CVE-2021-32778: 
NixOS vulnerability analysis and mitigation

Envoy, an open source L7 proxy and communication bus designed for large modern service oriented architectures, was found to contain a vulnerability (CVE-2021-32778) in its HTTP/2 stream handling. The issue was discovered in 2021 and affected versions prior to 1.19.1, 1.18.4, 1.17.4, and 1.16.5. The vulnerability stems from Envoy's procedure for resetting HTTP/2 streams having O(N^2) complexity (GitHub Advisory).

The vulnerability has a CVSS score of 8.6 (High) with a vector of CVSS:3.0/AV:N/AC:L/PR:N/UI:N/S:C/C:N/I:N/A:L. The technical issue involves the HTTP/2 stream reset procedure having quadratic time complexity (O(N^2)), which leads to excessive CPU utilization when handling a large number of stream resets.

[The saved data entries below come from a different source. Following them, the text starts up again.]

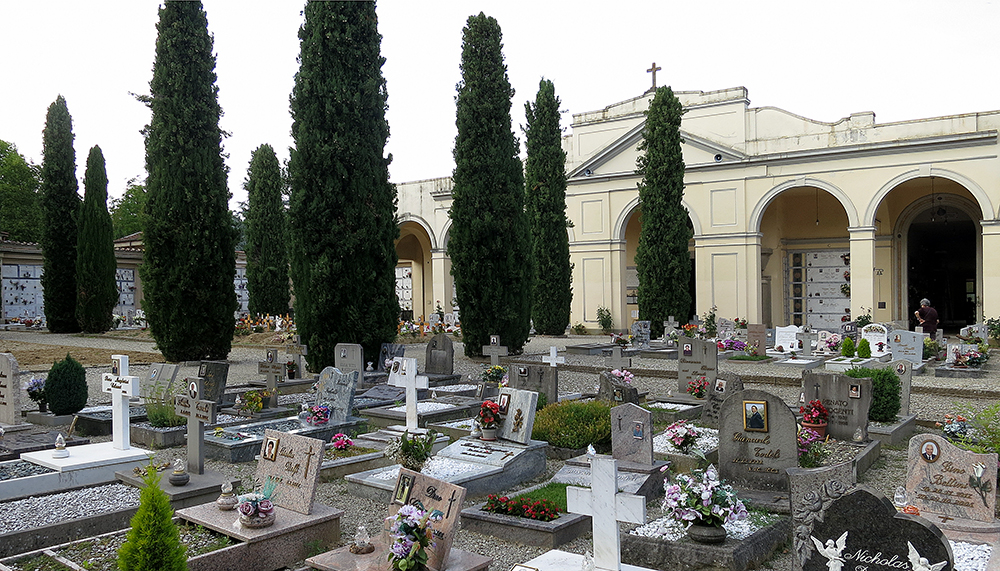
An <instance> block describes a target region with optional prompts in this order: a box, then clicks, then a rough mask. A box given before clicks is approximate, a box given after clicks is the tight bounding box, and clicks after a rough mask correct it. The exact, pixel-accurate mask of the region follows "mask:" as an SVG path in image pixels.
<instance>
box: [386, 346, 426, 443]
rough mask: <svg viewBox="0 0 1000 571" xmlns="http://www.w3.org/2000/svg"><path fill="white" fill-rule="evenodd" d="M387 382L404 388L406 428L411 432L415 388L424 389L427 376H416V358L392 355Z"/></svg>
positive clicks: (415, 415)
mask: <svg viewBox="0 0 1000 571" xmlns="http://www.w3.org/2000/svg"><path fill="white" fill-rule="evenodd" d="M389 384H390V385H392V386H394V387H403V388H405V389H406V430H408V431H410V432H413V431H416V430H417V429H418V428H419V427H418V426H417V422H418V418H417V389H426V388H427V387H428V386H429V385H428V382H427V377H425V376H423V375H420V376H417V360H416V359H414V358H413V357H393V359H392V369H391V370H390V371H389Z"/></svg>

This vulnerability is classified under CWE-834 (GitHub Advisory).

The primary impact of this vulnerability is a potential Denial of Service (DoS) condition when Envoy is configured with high limits on HTTP/2 concurrent streams. The high CPU utilization resulting from the quadratic complexity can significantly degrade system performance (GitHub Advisory).

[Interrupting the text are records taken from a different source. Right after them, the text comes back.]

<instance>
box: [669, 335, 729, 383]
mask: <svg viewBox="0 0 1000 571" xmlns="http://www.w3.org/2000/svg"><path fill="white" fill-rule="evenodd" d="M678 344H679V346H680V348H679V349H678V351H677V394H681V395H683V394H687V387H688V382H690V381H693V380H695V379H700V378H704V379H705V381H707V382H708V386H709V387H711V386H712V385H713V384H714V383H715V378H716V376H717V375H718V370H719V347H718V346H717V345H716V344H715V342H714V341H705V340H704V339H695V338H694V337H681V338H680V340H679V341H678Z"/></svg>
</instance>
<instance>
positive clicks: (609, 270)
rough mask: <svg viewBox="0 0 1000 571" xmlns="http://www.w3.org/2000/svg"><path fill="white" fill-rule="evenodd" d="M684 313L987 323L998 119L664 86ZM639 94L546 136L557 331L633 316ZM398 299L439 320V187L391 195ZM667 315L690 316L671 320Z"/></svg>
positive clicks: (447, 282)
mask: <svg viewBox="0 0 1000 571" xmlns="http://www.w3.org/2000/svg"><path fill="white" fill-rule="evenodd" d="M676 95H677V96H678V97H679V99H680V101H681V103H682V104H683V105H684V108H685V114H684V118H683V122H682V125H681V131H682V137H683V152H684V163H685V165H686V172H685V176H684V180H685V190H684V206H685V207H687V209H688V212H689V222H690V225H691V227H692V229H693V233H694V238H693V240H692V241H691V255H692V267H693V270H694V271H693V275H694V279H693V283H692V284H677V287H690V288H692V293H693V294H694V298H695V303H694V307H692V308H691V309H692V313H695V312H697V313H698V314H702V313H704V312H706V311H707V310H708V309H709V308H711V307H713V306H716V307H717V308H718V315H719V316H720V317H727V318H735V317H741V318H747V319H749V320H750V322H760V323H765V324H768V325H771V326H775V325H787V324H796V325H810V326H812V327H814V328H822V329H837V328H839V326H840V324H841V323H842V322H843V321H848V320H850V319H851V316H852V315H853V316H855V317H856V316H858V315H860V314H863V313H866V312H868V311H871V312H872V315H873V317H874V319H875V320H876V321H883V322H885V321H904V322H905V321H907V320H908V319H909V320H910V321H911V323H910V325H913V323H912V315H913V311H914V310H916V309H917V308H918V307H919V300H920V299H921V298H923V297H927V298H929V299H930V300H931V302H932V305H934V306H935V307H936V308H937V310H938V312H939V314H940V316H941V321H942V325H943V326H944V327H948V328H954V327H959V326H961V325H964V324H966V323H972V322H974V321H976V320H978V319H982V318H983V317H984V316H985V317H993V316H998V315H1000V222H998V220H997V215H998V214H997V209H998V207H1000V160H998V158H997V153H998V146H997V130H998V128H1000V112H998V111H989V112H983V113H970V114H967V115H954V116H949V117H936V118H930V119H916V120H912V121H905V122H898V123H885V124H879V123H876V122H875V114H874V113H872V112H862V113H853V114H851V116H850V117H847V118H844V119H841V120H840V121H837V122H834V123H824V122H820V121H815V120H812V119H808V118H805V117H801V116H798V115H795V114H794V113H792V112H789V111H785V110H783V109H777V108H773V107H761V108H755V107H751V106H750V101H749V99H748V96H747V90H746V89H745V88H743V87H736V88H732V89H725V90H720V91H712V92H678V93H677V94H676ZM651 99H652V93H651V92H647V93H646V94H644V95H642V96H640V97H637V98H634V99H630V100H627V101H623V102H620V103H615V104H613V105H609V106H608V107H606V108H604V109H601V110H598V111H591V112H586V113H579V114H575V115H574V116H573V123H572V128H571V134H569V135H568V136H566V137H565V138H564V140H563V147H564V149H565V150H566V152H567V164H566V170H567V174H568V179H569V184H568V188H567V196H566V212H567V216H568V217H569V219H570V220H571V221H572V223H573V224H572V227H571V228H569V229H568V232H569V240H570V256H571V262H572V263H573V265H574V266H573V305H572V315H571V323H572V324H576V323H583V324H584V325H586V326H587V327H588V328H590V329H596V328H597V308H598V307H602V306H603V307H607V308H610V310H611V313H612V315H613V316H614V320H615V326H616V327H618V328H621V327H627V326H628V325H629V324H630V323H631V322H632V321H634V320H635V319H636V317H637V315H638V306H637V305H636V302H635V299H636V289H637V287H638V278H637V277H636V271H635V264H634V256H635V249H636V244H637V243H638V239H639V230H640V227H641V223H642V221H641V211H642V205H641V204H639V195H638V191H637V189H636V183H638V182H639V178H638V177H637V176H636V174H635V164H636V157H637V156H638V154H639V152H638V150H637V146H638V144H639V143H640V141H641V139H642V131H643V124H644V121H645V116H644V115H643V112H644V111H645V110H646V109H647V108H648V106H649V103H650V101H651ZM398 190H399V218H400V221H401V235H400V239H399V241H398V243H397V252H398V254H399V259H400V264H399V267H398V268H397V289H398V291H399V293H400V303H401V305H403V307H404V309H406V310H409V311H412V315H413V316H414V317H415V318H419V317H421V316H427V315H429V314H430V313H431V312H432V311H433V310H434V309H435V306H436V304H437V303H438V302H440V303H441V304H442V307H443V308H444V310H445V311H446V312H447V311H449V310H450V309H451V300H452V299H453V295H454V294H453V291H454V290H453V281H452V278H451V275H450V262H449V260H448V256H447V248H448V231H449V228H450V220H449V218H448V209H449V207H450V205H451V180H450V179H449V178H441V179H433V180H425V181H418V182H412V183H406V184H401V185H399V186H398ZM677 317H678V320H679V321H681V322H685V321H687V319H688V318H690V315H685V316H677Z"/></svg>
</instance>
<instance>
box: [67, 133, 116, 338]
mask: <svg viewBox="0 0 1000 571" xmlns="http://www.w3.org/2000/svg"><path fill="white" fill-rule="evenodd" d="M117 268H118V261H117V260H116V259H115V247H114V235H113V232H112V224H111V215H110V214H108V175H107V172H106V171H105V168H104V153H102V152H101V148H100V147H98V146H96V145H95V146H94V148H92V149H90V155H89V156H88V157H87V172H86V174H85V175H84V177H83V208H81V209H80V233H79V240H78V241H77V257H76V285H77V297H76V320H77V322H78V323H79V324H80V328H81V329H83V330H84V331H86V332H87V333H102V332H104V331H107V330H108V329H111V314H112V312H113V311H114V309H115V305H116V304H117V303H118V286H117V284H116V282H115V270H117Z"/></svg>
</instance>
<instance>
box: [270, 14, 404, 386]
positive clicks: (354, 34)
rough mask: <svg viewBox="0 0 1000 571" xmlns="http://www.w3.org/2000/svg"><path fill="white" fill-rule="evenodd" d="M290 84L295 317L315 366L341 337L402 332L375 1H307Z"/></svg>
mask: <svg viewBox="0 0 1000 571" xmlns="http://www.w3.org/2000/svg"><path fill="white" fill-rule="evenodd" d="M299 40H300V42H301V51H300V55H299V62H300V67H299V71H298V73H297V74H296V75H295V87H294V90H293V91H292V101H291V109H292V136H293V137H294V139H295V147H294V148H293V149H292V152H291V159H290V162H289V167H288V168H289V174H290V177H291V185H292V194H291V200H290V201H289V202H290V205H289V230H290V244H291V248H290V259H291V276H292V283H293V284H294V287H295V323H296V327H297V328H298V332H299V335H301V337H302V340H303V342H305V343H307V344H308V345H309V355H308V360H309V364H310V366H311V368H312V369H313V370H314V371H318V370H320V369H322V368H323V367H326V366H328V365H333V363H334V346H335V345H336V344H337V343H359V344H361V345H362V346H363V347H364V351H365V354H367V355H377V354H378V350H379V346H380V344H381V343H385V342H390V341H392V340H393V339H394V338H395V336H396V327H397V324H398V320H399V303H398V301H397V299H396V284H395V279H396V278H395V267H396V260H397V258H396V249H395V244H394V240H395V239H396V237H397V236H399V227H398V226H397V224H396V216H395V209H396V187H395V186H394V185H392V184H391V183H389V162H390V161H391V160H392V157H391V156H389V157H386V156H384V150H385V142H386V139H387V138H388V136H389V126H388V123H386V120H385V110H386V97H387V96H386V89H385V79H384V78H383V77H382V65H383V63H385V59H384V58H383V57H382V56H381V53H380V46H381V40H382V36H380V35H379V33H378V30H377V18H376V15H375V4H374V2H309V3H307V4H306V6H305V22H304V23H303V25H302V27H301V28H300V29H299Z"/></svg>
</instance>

Fixed versions (1.19.1, 1.18.4, 1.17.4) contain patches that reduce the time complexity of resetting HTTP/2 streams. For version 1.16, due to significant code divergence, backporting the fix was deemed risky. As a workaround, users can limit the number of simultaneous HTTP/2 streams for upstream and downstream peers to a low number (approximately 100 or lower) (GitHub Advisory, Debian Tracker).